It is recognised that good health and safety is good business, but some firms may seek to gain a short-term competitive advantage by cutting corners and putting workers and the public at risk.
The balance will shift from October 2012 when, for the first time, those outside of the high-hazard industries who flout H&S laws will pay their fair share of the costs to put things right.
This will provide a further incentive to operate within the law and will help level the playing field between those who comply and those who don’t. Law-abiding businesses will not pay a fee.
Costs will be recovered from the start of the intervention where a material breach has been identified, up to the point where HSE’s assistance in putting matters right – investigating and taking enforcement action – has concluded.
A ‘material breach’ is when, in the opinion of the HSE inspector there has been a contravention of health and safety law that requires them to notify a person in writing of that opinion. That written notification may take the form of a notice of contravention, enforcement notice or prosecution. If a material breach is identified then the Fee for Intervention (FFI) will apply. HSE’s fees are currently £124 per hour.
For example, failure to properly display the health and safety law poster in an otherwise well-run firm would normally be dealt with by verbal advice, and costs would not be recovered. However, inadequate guarding of machinery, which could result in significant injury to employees and requires HSE to do more than give verbal advice, would attract a fee.
A number of questions and concerns emerged from the consultation, which took place in summer 2011. Would HSE be looking to make money from the scheme rather than following its priorities? Will FFI harm the constructive relationship between HSE and the businesses it regulates? Is the disputes process sufficiently independent?
We have been happy to address all these points.
The FFI is not a money making exercise for HSE. The scheme will not turn a profit. It is simply about recovering our costs, and making those who break the law, rather than the taxpayer, liable for the cost of putting their failures right.
Concerns about the impact on HSE’s relationships with the businesses it regulates were raised when cost recovery was introduced in the high-hazard industries, but significant problems did not materialise then and we do not expect them to now.
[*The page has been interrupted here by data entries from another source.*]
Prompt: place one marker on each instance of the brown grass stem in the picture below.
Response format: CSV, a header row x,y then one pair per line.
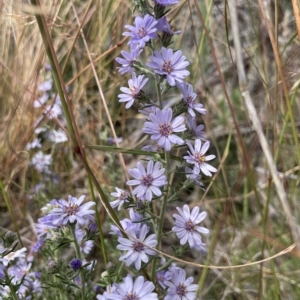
x,y
256,122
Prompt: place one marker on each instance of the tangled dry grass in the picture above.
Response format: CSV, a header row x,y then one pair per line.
x,y
246,216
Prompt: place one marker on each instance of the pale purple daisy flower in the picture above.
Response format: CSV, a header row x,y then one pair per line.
x,y
86,246
186,227
134,91
180,288
163,276
164,26
44,229
162,127
172,65
134,224
148,182
198,159
148,109
36,143
21,253
137,247
143,31
122,197
189,97
72,211
194,129
130,289
41,162
128,60
57,136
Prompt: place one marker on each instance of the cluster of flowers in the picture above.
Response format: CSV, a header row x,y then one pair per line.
x,y
167,128
72,221
17,277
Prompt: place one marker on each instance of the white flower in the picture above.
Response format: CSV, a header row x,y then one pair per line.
x,y
36,143
148,182
179,287
21,253
136,247
122,196
198,159
58,136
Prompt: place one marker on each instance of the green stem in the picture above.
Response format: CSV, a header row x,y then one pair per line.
x,y
102,241
71,124
78,254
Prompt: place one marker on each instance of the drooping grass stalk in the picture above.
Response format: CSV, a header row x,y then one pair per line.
x,y
240,139
209,256
70,120
8,205
99,225
78,254
166,195
282,77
Serious material breaches giving rise to significant risks can occur in any organisation, irrespective of size and regardless of whether they have yet led to injury. The key to cost reduction is being compliant or, putting things right quickly when necessary.
We have published clear guidance on how the scheme will work, including examples of material breaches, and after a year of operation, we will publish a public report setting out how FFI is working in practice.
The underlying issue is one of fairness – those who provoke an HSE intervention should pay the costs. This is not only fair, it’s good business and good for business too.